"Dost, dost diye nicesine sarıldım,
Beyhude yalvardım, hey yar, boşa yoruldum
Benim sadık yarim kara topraktır..."
Kim dost dediğinden, sarıldığından kazık yemediyse o dünyanın şanslı insanlarındandır... Babam rahmetli derdi ki, bir kazık yersin birinden doğaldır herkes yer, iyi niyetlisindir umutvarsındır, ikinciyi de yersin, ama üçüncüyü de aynı kişiden yiyorsan süzme salaksındır... Dedem daha farklıydı, daha birinciyi yerken cümbüşüne başlardı... Üç beş fark etmez orada neşesini bulurdu... Ben sanırım ne babam gibiyim, ne dedem gibiyim... Yiyoruz kazığı da neşemizi bulmayı beceremiyoruz henüz, saçı sakalı ağırtıyoruz...
"Hakikat ararsan, açık bir nokta
Allah kula yakın, kul da Allah'a
Hakkın gizli hazinesi neslin toprakta
Benim sadık yarim kara topraktır..."
Hakikat daha ötesi değil, o yakınlığı sağlayabilmek, "Yaradan" herkese aynı yakınlıkta, ya sen "O" na ne kadar yakınsın... "Ölmeden ölünüz" der! Seri yola sermek kolaydır... İşin kolayıdır, öteye değil uzağa gitmektir, hiçbir şey ifade etmez... Ölmeden geçebiliyor musun egondan, benliğinden, vicdanınla egonun kavgasında , kendini rahatlatacak kadar indirebiliyor musun egonu? Seri vermeden bedeni mecazi olarak, koyabiliyor musun kara toprağa, Hakkın gizli hazinesini buldun demektir... "O" sana senden daha yakındır da "sen" yakın olmuşsundur ona o noktada... Girersin kapısından gülistanın gizli hazinesini bulursun orada... Sadrının, yüreğinin gözüyle görürsün, Veysel gibi...Kulaklarınla değil sadrınla bulursun doğruyu, gözlerinle değil, yazıdan değil, sadrından okursun, yüreğinden... Yalnızlık yoktur... Göz kendini göremez, ayna gerekir görmesi için... Aynanı bulursun... Ölmeden ölmek, bir sandal, bir mangalla yaşamaktır, krallığı, kraliçeliği peşinde koşanlara bırakıp soytarı olmaktır... Kendi firavununla dost olmayı becermektir... "Sen de bana cennette su vermezsin!" diyen Yezid'e... "Senden ne farkım kalır" ı ta yüreğinle diyebilmektir. Ölmeden ölmek... Nefret duygusunu kitaptan silmektir...
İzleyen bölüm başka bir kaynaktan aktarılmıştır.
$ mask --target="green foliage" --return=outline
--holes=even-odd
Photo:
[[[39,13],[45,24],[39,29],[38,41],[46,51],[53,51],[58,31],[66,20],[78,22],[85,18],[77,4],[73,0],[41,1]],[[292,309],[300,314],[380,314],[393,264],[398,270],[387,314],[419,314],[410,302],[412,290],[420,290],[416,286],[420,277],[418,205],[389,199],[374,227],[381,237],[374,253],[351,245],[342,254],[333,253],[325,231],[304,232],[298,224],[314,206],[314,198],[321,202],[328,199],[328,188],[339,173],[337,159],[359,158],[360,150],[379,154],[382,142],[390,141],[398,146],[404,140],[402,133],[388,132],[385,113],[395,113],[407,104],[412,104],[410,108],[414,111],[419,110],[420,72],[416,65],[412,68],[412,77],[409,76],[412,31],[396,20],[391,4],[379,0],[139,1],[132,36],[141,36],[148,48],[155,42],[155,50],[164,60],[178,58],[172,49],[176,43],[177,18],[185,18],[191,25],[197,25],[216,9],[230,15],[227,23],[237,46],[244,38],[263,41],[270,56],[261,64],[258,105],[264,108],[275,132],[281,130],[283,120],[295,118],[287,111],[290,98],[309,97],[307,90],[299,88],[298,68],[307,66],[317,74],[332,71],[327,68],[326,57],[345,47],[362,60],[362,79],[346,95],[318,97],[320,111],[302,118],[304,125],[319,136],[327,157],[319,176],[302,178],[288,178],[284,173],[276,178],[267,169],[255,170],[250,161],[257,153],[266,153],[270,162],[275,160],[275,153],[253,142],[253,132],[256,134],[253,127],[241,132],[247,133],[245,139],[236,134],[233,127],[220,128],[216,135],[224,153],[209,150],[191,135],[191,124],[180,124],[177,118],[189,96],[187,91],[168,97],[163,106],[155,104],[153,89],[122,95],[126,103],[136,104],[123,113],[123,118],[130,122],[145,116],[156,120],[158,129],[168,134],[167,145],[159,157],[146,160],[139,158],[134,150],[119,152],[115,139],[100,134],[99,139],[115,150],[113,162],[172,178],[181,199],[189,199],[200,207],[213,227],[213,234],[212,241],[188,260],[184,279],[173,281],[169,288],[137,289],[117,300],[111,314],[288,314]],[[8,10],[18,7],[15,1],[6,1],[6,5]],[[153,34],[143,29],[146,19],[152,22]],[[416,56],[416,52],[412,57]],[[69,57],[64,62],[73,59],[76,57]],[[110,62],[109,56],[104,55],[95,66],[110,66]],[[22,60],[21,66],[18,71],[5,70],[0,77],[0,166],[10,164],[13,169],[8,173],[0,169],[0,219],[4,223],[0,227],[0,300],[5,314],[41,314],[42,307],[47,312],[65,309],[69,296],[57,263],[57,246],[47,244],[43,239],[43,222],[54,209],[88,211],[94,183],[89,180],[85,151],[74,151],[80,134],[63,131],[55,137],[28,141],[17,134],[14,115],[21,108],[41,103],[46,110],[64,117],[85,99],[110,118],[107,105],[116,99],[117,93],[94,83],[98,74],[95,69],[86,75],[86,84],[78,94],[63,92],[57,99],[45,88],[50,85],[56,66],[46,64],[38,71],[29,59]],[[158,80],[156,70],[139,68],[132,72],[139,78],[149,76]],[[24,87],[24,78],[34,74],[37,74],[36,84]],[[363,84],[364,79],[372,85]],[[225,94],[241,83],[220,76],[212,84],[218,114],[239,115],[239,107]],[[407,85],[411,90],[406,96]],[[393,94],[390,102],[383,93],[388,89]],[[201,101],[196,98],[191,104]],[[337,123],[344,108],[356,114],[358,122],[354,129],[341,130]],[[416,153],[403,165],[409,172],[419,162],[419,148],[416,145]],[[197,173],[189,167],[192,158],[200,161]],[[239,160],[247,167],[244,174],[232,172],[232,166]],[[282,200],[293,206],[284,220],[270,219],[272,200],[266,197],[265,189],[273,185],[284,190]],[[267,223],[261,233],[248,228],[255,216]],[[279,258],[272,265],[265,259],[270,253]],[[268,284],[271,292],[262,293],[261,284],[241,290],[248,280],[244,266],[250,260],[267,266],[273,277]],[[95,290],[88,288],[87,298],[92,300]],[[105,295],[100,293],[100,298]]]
Veysel'in anlattığı "kara toprak" bu hazine aslında... Ölmeden ölmek... Aşka sığınıp vuslatı beklemektir... Kılıcın kınından çıkmasını beklemektir.. Benim beceremediğim, ne zaman becereceğimi de bilemediğim, yediğin kazıkta neşe bulmaktır... Ölmeden ölmek...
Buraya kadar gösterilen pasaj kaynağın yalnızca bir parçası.